Cloud-based enterprise software vendor Salesforce has upgraded its expectations for revenue and share prices for the year ending January 31 2015.
Strong demand for the company’s marketing and customer relationship management solutions has led to predictions of 50-52 cents per share based on projected annual revenue of $5.34 – $5.37 billion. Previous forecasts had suggested a slightly lower set of readings, of between 49-51 cents per share and takings of $5.30 – $5.34 billion.
In Q2, Salesforce saw revenue generated by product subscriptions and support rise 37% year on year. With this accounting for 93% of the company’s total revenue, it explained how the group’s quarterly results rose to $1.32 billion from $957.1 million over the same period.
Analysts at IDC have also given Salesforce reason to be optimistic. The research house predicts sales of programs with customer relationship management and enterprise resource management capabilities to rise 20% per year between 2013-2018.
Despite the huge uptick in new business, Salesforce fell way short of reporting a profit over the quarter ending July 31. The company recorded a net loss of $62.1 million for Q2 2014 – a far cry from the profit of $76.6 million reported last year.
A return to the black for Q3 may not be too much of an ask, though, as the company’s Q2 financials were hindered by last month’s $390 million buyout of data analytics firm RelateIQ Inc.
This marked Salesforce’s biggest purchase since the $2.5 billion deal for email marketing firm ExactTarget in June 2013.
Furthermore, the company has already shared ideas regarding where its future business will come from.

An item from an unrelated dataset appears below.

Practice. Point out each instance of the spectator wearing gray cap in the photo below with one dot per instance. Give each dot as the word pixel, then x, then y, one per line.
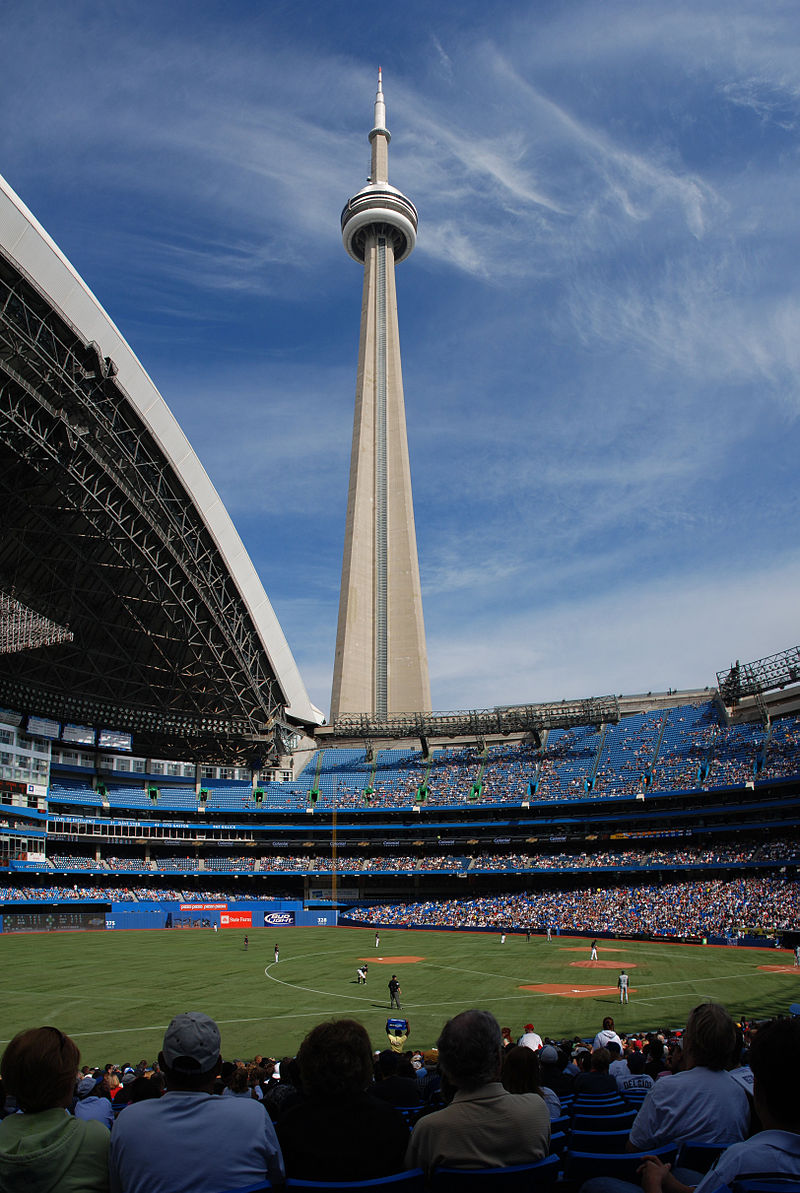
pixel 191 1141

Last month saw Salesforce announce a strategic partnership with Dutch specialist technology firm Royal Philips to deliver real time, digital solutions to the healthcare industry.
The pair hoped that by joining forces, they could form a new open health platform and ecosystem to improve the standard of medical services around the world.
As for the company’s other operations, commenting before the financials were released, Susquehanna analyst J. Derrick Wood added that Salesforce has a number of “mega-deals” in the pipeline which were due to close.